The integrand has poles at all $z=\pm i\pi(k+\frac{1}{2})$, $k=0,1,2,\ldots$. Evaluating the residues we find \begin{align*} I_{3,2} &= \sum_{k=0}^\infty \frac{8\log\pi(k+\frac{1}{2})}{\pi^2 (2k+1)^2} - \frac{96 \log\pi(k+\frac{1}{2})-80}{\pi^4 (2k+1)^4} \\ &= \frac{5}{6} - \gamma - \frac{19 \log 2}{15} + 12 \log A - \log\pi + \frac{90 \zeta'(4)}{\pi^4} \\ &= 1.1547853133231762640590704519415261475352370924508924890\ldots \end{align*} The last two lines can be checked with Wolfram Alpha, where $\gamma$ is the Euler-Mascheroni constant, and $A$ is the Glaisher constant.

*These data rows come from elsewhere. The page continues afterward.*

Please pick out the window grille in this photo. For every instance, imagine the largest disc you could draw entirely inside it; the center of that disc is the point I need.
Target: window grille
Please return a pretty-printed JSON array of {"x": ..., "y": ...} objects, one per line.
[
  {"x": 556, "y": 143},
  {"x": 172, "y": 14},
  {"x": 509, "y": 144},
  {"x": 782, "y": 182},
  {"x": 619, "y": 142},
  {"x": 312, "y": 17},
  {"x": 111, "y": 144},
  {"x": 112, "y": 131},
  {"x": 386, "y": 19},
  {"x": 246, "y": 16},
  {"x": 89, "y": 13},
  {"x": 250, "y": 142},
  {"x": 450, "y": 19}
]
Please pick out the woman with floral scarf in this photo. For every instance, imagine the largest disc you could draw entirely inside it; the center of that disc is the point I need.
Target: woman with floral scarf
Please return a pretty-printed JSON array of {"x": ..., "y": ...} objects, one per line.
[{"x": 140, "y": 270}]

Edit: Using $\gamma =12\,\log(A)-\log(2\pi)+\frac{6}{\pi^2}\,\zeta'(2)$, this can be simplified to $$I_{3,2}=\frac{5}{6} - \frac{4\log 2}{15} -\frac{6\zeta'(2)}{\pi^2}+ \frac{90 \zeta'(4)}{\pi^4},$$ that is $$\boxed{I_{3,2}=\frac{5}{6} - \frac{4\log 2}{15} -\frac{\zeta'(2)}{\zeta(2)}+ \frac{\zeta'(4)}{\zeta(4)}}. $$ And this form may hint to the existence of similar closed forms for other integrals $I_{n,m}$ with $n+m$ odd.